The daily chart for average ride length shows us the same thing:
The average ride duration is at least two times longer for casual riders on any day of the week.
Getting back to the business task: how do annual members and casual riders use Cyclistic bikes differently? The answers we found are:
While annual members mostly use the bikes to commute to work, casual riders use them to see the sights in Chicago, preferring the shoreline, most of the traffic being around the Chicago Harbor and Millenium Park.
While annual members consistently use the bikes each day of the week (with a slight dip on Sunday and Monday), casual riders prefer the weekend with most of the traffic happening from Friday to Sunday. They both avoid the winter cold and prefer riding in the summer. During the day, we can notice 3 peaks for the annual riders on weekdays, which coincides with the start of work (8 AM), lunch break (12 PM), and the chart peaks at the end of work (5 PM), which coincidently is the same time the chart peaks for the casual riders as well. The difference is that it steadily increases for casuals until 5 PM. On weekends traffic peaks for both between 12 PM and 5 PM but the majority are casuals on these days.

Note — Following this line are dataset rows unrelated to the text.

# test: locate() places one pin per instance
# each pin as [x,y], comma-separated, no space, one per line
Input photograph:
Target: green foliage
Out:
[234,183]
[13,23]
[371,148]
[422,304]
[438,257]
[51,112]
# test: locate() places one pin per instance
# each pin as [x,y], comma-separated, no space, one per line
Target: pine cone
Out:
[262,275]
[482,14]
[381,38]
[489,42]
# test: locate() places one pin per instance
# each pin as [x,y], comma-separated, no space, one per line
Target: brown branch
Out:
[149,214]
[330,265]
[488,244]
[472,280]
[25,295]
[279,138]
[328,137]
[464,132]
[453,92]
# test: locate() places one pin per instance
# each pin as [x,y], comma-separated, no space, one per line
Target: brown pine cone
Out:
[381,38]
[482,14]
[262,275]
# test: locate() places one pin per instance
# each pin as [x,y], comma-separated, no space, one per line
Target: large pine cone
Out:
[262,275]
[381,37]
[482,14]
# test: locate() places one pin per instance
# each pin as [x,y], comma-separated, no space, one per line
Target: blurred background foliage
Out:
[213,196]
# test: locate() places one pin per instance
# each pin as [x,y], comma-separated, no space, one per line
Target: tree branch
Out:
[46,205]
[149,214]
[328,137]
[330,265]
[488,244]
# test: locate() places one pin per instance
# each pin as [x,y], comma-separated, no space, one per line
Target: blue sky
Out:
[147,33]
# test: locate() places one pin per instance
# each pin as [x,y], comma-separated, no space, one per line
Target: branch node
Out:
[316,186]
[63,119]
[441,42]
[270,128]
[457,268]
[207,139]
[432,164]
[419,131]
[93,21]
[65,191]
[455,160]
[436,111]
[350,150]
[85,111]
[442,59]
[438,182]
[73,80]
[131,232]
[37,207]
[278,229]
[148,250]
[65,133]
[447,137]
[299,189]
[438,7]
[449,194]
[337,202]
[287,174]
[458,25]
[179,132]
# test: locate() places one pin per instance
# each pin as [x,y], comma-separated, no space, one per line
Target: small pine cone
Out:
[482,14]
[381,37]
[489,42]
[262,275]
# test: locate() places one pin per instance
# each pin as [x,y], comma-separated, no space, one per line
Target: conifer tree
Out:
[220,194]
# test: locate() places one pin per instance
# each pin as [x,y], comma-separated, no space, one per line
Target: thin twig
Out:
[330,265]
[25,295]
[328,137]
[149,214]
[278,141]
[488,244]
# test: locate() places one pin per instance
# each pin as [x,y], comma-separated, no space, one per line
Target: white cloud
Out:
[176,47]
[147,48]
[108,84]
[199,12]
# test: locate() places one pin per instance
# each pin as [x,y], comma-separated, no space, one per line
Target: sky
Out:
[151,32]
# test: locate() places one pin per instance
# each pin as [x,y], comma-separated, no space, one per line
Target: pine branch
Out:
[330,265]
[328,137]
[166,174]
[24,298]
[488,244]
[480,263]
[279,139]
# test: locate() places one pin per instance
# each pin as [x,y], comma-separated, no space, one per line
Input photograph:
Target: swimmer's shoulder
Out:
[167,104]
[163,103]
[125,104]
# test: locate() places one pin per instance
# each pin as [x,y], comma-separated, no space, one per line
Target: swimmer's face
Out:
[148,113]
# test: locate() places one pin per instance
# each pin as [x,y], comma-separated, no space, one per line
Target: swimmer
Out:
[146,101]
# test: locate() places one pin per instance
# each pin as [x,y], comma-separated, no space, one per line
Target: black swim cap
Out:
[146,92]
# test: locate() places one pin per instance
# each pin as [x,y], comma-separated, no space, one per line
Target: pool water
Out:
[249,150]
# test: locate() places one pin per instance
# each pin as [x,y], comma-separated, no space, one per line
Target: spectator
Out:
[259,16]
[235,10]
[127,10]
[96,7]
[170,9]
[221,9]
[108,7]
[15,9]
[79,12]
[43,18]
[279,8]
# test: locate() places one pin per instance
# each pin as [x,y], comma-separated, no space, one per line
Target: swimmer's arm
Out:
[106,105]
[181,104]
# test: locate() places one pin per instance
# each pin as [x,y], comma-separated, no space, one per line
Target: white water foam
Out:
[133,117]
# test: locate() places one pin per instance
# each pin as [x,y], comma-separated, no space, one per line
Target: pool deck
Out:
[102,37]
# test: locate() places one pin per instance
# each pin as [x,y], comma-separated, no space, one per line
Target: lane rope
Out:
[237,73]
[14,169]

Casual Riders have an average ride duration that is 115% longer than the average duration for annual members.
Recommendations:
The best time to target casual riders with marketing campaigns is from the beginning of June until the end of August, on the weekend, between 12 PM and 5 PM. They can be found riding along the Chicago shoreline with most of the trips starting or finishing around the Harbor and Millenium Park.
Create a cheaper weekend-only membership to slowly entice casual users towards a full annual membership. This membership will only allow them to use the bikes on Friday, Saturday and Sunday.
Adding a program to the annual membership that incentivizes long rides. Getting points in accordance with the ride length or distance, which can be exchanged into rewards or free rides. This should incentivize casual riders who prefer longer rides, but might also appeal to annual members and motivate them to continue their membership.